The Vermont Fish & Wildlife Department is urging Vermont pet owners to ensure that their pets are properly vaccinated, after several sick and dying gray foxes, raccoons, and skunks have been discovered in central Vermont.
After the deadly rabies virus was ruled out on one adult male gray fox, the Fish & Wildlife Department investigated the cause and discovered that canine distemper was confirmed in this animal. This means that other susceptible wildlife such as raccoons and skunks may also be at risk. Canine distemper is not known to affect humans, but can be transmitted to domestic dogs.
Canine distemper is a viral disease that can be spread to many mammals, usually through direct contact with bodily fluids. Gray foxes are particularly susceptible. The virus is present in the environment, but outbreaks are sporadic and mortality is low. Infected animals typically go unreported unless they occur near populated areas where sick animals are more likely to be noted.
Infected animals exhibit a wide variety of non-specific clinical signs. They may also exhibit abnormal behavior. The Vermont Fish & Wildlife Department reminds citizens that they should never approach any wildlife, especially if acting sick or exhibiting abnormal behavior. Rather they should immediately notify their local warden. They may also call the rabies hotline at 1(800) 4RABIES.

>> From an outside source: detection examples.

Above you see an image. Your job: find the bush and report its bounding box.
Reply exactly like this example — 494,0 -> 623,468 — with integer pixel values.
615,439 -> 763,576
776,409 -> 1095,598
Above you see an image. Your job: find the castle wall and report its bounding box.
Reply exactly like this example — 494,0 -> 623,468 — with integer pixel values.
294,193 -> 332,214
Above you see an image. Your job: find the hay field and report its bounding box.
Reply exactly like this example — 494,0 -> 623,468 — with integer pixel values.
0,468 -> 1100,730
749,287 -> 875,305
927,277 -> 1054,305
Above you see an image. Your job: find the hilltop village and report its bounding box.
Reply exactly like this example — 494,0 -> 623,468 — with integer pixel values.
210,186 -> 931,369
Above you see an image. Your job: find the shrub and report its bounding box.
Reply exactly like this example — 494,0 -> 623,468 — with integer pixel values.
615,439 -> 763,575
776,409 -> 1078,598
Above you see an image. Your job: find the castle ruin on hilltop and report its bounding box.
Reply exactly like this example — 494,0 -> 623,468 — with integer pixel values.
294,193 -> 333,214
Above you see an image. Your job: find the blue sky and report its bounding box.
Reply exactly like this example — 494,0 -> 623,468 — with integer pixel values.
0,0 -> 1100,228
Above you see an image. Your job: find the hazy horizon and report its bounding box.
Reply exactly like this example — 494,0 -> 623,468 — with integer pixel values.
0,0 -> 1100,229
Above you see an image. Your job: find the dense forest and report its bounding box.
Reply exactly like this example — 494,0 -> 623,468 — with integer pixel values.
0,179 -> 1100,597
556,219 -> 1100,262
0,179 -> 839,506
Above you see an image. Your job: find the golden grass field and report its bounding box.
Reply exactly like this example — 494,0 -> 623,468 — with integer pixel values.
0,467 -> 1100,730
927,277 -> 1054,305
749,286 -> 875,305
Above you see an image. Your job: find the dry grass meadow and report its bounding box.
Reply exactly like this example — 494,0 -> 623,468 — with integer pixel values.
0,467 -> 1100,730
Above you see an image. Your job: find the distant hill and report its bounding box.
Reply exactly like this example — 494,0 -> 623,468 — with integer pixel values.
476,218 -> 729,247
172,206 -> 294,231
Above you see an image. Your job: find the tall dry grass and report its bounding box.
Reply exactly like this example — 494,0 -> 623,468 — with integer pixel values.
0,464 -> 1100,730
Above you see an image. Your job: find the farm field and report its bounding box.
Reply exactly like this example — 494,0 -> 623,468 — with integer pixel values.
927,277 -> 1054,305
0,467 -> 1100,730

“This virus is thought to spread because of close contact between affected animals,” said Chris Bernier, biologist for Vermont Fish & Wildlife. “We strive to maintain healthy populations of these species in order to prevent outbreaks like this from occurring.”
The Fish & Wildlife Department is increasing surveillance in the area to further evaluate the extent of this outbreak.
The Vermont Fish & Wildlife Department is urging pet owners to make sure their pets’ vaccinations are up to date following a confirmed case of canine distemper in a gray fox in Washington County. The fox was tested following reports of sick and dying foxes, raccoons and skunks in central Vermont. Canine distemper is not known to affect humans, but can be transmitted to domestic dogs.